Yankees: Historic Michael King stat proves he deserves longer leash

NEW YORK, NEW YORK - APRIL 16: Michael King #73 of the New York Yankees pitches against the Tampa Bay Rays at Yankee Stadium on April 16, 2021 in New York City. (Photo by Mike Stobe/Getty Images)
NEW YORK, NEW YORK - APRIL 16: Michael King #73 of the New York Yankees pitches against the Tampa Bay Rays at Yankee Stadium on April 16, 2021 in New York City. (Photo by Mike Stobe/Getty Images)

Since Yankees fans would rather be aggravated than pleased, chatter about Red Sox reliever Garrett Whitlock’s dominance has owned this space over the past few months.

The anger there is warranted. To be fair, the Yankees failed to protect Whitlock, instead choosing scuffling reliever Brooks Kriske, allowing him to walk to Boston and open his MLB career with 13.1 innings worth of scoreless outings before finally surrendering a few earned runs.

Unfortunately, while distracted by both Whitlock’s brilliance and his constant ups and downs to the minor-league level, we failed to notice that Michael King is essentially doing the same thing in the Bronx.

Interesting.

King showed up during Sunday’s game immediately after Kyle Schwarber had tattooed a game-tying home run off starter Domingo German, then proceeded to prevent the inning from getting messier.

It wasn’t his strongest outing of the season. King allowed a single, then erased his own runner with a double play in the seventh, then retired two and gave up a second single in the eighth.

It did get logged as scoreless, though, which is becoming a regular occurrence for the sinker specialist. Thanks to his double play, he registered 1.1 innings of spotless relief, placing him among only three other relievers in franchise history under a certain metric.

The Yankees should be using franchise history-making Michael King more often.

Hey, considering the rest of the bullpen has been extremely taxed to start the season, and we’ve already seen Chad Green and Jonathan Loaisiga falter recently, it seems prudent to maybe use King more often to put out fires? Instead of, say, demoting him to the minors after three-inning outings?

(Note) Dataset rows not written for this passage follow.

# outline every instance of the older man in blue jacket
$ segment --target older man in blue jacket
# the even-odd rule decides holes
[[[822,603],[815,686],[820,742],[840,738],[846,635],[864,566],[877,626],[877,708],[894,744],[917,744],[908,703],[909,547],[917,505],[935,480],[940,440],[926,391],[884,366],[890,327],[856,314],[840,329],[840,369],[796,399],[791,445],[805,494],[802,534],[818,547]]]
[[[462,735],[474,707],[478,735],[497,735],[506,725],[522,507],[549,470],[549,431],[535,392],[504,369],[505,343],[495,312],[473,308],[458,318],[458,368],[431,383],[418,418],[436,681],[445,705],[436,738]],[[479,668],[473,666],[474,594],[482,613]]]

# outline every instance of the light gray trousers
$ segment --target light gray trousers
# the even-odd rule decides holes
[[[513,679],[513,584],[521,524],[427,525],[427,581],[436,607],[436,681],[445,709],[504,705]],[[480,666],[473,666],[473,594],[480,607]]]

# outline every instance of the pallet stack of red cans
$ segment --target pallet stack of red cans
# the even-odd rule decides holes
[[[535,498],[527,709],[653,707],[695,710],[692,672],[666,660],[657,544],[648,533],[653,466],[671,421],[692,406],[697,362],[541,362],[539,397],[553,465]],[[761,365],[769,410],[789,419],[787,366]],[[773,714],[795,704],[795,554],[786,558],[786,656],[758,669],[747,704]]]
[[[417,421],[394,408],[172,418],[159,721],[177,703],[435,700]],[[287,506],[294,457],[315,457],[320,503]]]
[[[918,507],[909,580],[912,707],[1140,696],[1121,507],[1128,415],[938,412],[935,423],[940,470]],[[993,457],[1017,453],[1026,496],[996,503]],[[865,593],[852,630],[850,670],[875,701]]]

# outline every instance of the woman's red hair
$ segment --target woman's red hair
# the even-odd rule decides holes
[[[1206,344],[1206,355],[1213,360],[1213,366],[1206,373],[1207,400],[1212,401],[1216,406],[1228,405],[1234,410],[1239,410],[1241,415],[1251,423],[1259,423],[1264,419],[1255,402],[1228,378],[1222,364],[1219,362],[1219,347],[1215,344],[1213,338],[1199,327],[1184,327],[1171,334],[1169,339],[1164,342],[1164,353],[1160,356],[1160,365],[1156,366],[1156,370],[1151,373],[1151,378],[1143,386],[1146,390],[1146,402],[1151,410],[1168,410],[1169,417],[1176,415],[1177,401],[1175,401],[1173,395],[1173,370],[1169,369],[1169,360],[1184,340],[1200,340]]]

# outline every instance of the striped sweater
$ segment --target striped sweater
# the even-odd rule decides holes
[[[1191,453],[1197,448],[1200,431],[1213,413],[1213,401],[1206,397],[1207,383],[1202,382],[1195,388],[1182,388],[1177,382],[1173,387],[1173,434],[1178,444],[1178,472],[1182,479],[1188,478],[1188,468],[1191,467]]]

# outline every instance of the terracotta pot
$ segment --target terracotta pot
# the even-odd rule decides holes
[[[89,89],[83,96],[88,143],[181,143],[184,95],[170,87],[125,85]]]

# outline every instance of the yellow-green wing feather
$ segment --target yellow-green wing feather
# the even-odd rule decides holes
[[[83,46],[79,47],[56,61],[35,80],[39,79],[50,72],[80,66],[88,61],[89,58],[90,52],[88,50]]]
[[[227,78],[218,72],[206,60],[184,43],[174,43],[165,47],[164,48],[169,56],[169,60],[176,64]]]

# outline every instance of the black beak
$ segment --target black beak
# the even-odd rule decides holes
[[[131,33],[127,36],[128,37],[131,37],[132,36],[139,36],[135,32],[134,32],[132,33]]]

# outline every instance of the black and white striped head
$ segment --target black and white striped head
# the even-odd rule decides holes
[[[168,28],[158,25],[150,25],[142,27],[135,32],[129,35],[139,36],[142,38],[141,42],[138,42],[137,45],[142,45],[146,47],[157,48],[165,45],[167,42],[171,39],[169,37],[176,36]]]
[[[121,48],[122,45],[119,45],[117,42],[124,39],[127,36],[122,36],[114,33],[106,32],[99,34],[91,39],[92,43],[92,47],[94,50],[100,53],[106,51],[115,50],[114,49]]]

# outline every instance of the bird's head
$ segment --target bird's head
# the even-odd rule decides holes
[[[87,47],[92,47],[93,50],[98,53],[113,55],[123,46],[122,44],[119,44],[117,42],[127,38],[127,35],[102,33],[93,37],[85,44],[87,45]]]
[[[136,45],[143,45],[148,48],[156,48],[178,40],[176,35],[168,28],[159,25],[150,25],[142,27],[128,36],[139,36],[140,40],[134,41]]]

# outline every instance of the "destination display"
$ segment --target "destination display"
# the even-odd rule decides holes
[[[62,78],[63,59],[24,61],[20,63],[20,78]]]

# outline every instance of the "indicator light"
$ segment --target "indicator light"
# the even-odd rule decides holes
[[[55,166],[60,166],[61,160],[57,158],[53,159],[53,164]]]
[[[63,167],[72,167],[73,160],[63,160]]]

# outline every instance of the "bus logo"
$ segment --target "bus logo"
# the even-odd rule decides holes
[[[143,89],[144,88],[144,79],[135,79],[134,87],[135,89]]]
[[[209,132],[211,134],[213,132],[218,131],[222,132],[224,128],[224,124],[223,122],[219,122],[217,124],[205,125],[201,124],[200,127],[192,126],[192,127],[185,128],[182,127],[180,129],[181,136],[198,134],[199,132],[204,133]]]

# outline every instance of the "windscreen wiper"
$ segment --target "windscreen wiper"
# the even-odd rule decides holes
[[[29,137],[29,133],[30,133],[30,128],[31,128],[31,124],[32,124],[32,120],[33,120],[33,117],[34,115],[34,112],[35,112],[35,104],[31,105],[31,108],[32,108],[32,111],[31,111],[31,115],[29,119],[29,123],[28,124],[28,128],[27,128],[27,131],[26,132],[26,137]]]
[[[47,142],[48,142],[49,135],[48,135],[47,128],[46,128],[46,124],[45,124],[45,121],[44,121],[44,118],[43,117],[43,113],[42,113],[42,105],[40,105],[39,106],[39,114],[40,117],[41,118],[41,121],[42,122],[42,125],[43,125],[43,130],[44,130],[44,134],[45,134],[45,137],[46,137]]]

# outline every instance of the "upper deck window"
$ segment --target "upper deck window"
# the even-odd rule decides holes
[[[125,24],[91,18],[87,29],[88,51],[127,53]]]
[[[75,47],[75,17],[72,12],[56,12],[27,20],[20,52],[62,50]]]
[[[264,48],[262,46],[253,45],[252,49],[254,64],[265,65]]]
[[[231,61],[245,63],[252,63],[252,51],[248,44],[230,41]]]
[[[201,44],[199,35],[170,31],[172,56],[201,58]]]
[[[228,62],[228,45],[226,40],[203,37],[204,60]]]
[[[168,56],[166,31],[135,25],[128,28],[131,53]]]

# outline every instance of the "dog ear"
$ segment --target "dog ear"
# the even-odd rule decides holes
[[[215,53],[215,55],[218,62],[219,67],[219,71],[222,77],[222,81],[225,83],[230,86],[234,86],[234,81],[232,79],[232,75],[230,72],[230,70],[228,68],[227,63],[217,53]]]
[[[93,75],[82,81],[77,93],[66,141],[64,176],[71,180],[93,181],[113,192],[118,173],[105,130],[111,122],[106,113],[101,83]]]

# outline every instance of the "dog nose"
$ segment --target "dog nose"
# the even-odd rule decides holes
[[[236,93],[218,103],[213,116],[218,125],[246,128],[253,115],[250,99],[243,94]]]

Not only has King tossed several scoreless outings in a row, but he’s typically done so under less than ideal conditions. He could’ve made a spot start against the Rays several weeks ago, but instead entered to caddy for Nick Nelson, who admitted in the game’s aftermath that he didn’t feel comfortable starting.

Typically, the Yankees have chosen to ride King like he’s the last man in the bullpen instead of a valued commodity, using his remaining options like Chiclets.

Perhaps it’s time for the team to rethink that?

King won’t be spotless all season long, but he clearly shouldn’t be an innings-eater or white flag to be waived mid-blowout.

There’s no reason to have a reliever this good spend time in Scranton just so people with less endurance can stay on the MLB roster.